Frequency in two different wires refers to the rate at which an alternating current (AC) completes one full cycle in each of the two wires. It is measured in Hertz (Hz) and is typically the same in both wires if they are connected to the same power source.

## 2. How does the frequency in two different wires affect the flow of electricity?

The frequency in two different wires directly affects the flow of electricity, as it determines the speed at which the current alternates between positive and negative. A higher frequency means the current alternates more quickly, while a lower frequency means it alternates more slowly.

## 3. Can the frequency in two different wires be different?

Yes, the frequency in two different wires can be different if they are connected to different power sources.

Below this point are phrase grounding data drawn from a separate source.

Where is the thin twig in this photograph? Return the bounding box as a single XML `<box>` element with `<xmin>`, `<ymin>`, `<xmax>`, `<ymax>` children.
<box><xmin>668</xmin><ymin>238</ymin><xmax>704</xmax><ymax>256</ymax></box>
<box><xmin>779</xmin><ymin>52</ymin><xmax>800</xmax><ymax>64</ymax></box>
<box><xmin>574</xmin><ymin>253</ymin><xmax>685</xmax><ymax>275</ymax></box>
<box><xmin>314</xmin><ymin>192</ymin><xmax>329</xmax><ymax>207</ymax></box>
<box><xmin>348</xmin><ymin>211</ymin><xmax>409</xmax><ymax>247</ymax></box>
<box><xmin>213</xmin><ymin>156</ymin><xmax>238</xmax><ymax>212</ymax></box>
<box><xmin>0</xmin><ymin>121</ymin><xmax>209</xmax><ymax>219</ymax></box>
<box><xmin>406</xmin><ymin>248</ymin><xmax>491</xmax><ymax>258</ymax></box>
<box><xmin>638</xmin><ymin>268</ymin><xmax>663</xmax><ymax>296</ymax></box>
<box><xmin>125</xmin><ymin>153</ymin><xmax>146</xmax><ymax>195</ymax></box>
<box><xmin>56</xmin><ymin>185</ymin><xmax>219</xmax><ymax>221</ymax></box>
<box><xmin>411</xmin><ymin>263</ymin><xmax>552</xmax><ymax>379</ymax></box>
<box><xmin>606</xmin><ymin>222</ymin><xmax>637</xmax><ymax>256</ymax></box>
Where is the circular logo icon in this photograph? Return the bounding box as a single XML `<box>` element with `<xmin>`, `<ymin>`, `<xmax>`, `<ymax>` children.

This can happen in situations where there are multiple power sources or if one wire is connected to an AC source and the other is connected to a DC source.

## 4. How can frequency in two different wires be measured?

Frequency in two different wires can be measured using a frequency meter or an oscilloscope. These tools measure the rate of change in the electric current and display it in Hertz (Hz).

## 5. What happens if the frequency in two different wires is not the same?

If the frequency in two different wires is not the same, it can cause issues with the flow of electricity and potentially damage electrical equipment. This is why it is important for wires connected to the same power source to have the same frequency.